Paper No. 213-5
Presentation Time: 2:30 PM
THE GEOMORPHIC LEGACY OF HOLOCENE MEGAFLOODS IN THE EASTERN HIMALAYA: NUMERICAL SIMULATIONS OF OUTBURST FLOOD HYDRAULICS DOWN THE YARLUNG-PO-SIANG RIVER
The eastern Himalaya holds evidence for hundreds of temporary glacial and landslide dam impoundments throughout the Quaternary. What happened during the resulting catastrophic outburst floods? Did these geologically instantaneous events change how rivers function in the region? Holocene glacial moraine dams at the Namche Barwa massif are thought to have impounded large lakes, which drained in megafloods hypothesized to have substantially eroded the Yarlung-Po-Siang River valley. However, constraints on megaflood hydraulics are limited to peak discharge estimates based on extrapolated empirical relations for modern dam failures.
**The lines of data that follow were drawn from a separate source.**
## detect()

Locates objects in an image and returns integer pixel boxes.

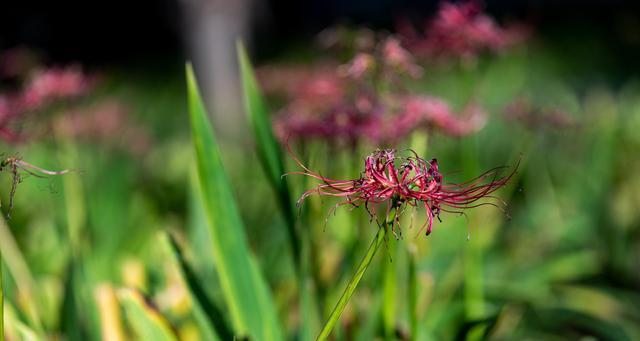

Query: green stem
[316,223,387,340]
[0,248,4,341]
[407,245,418,340]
Here, we numerically simulate the hydraulics of 80 km3 and 832 km3 paleo-lake megafloods over 3D topography using the depth-averaged shallow water equations (GeoClaw open-source software). For context, we first simulate a smaller (~105 m3/s) recent outburst flood caused by failure of a landslide-impounded 2 km3 lake on the Yigong River; the 2000 Yigong flood followed the same pathway as the ancient megafloods through the Po-Siang River valleys, causing extensive landsliding and slackwater sand deposition. Simulations show that outburst flood hydraulics through rugged topography differ significantly from nonflood flows, in magnitude and in the spatial patterns of flow depth, speed, direction, and shear stress. Directly downstream of the breach and valley constrictions, the Yigong flood simulations produce sustained high shear stresses (>5 kPa) capable of plucking meter‐scale blocks, and megaflood simulations produce shear stresses 20-30 kPa greater. Shear stress patterns suggest outburst floods deposited boulder bars observed on cutbanks of meander bends, which we propose armor the bed, increase channel roughness, and alter incision patterns during nonflood flows. Megafloods inundate the hillslopes >300 m above the modern channel, likely stripping vegetation and causing extensive slope failures during and after the event. Megafloods also backflow ~50 km up major tributaries like the Siyom River, potentially causing slackwater deposition and creating a large floodplain. Our results show that these outburst floods instantaneously perturb river hydraulics, erosion, and deposition, and likely exert lasting control on river and hillslopes processes between floods.